DAN BICKLEY

Pac-12’s required makeover starts with finding right commissioner

Jan 21, 2021, 5:56 PM | Updated: 10:25 pm

Pac-12 Commissioner Larry Scott speaks at Pac-12 NCAA college football Media Day, Wednesday, July 2...

Pac-12 Commissioner Larry Scott speaks at Pac-12 NCAA college football Media Day, Wednesday, July 26, 2017, in the Hollywood section of Los Angeles. (AP Photo/Mark J. Terrill)

(AP Photo/Mark J. Terrill)

The Pac-12 needs a new commissioner. The search begins inside the box.

No more visionaries, ex-politicos or luminaries from other industries. A damaged conference needs someone who intimately understands the Pac-12, including its blind spots and potholes. It needs someone who understands football. It needs someone who will fly commercial.

It needs someone who knows how to get there without looking at a map.

The Pac-12 needs a commissioner who will make and distribute more money for its member schools and someone who will spend less on conference headquarters and his/her creature comforts. The agenda is very clear. The party is over. No more gravy sucking pigs. The next commissioner of the Pac-12 can blame Larry Scott for the sudden emphasis on austerity.

The next Pac-12 commissioner can’t waste time, either. He or she can’t afford to spend months learning the landscape, like Tony La Russa on a fact-finding mission about the Diamondbacks. There are three excellent candidates with Arizona ties. Each would surely champion conference relocation to the Valley. They know where to find vacant warehouses near the airport.

Those candidates are Greg Byrne, 49; Gene Smith, 61; and Ray Anderson, 64. Smith and Byrne represent Ohio State and Alabama, respectively, where they live football at its highest level. They know the cost to be the boss. Meanwhile, Anderson is extremely shrewd, has a NFL background, understands high-level negotiations and has done great things at Arizona State. Any would be a fabulous hire.

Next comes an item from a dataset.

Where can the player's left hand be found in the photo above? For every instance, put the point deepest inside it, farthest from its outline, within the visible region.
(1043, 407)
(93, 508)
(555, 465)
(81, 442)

The conference has a litany of competitive issues. The Pac-12 is now viewed as a tag-along conference, like the Australian Open in tennis or the PGA Championship in golf. They have a reputation for sort of caring about football, but what they really love is a parade. Oh, and they love their Olympic sports. Conference of Champions, ya know.

Their game-day officials are a punch line. Their fan bases are mostly dispassionate and easily distracted. Big-daddy donors aren’t exactly lining up at the door.

When it comes to national television exposure, they mostly play for scraps. They haven’t won a football championship since USC in 2004, producing zero College Football Playoff appearances in the past four seasons. They haven’t won a basketball championship since Arizona in 1997, and while their Las Vegas-based conference tournament is a smash hit, their regular season, partner-school travel schedule has become a big yawn. In both revenue-generating sports, blue-chip recruits are suddenly fleeing for the Pac-12 amenities of the Deep South, something that seemed unfathomable 10 years ago.

The Pac-12 sorely needs a dazzling, sizzling team to capture the nation’s imagination and gain national respect once again, like Pete Carroll did at USC. Like Lute Olson did at Arizona. That is the spark that will light this fire.

Meanwhile, the next commissioner has to get busy planning, plotting and strategizing for the future. They need a bigger platform. They need greater distribution. They need the right broadcast partner who can market the unmistakable vibe of the Pac-12.

Look around. Most conferences are regional, full of homogenous, cookie-cutter universities. Not the Pac-12, which features a rich tapestry of cities and cultures, from the sparkling Pacific Ocean to the rugged Pacific Northwest, from the mountains of Colorado to the sunsets in Arizona.

The next commissioner must already know all of this stuff, including just how messed up the Pac-12 has become under Scott’s tenure, from perceptions to fundamentals. That should narrow the list considerably.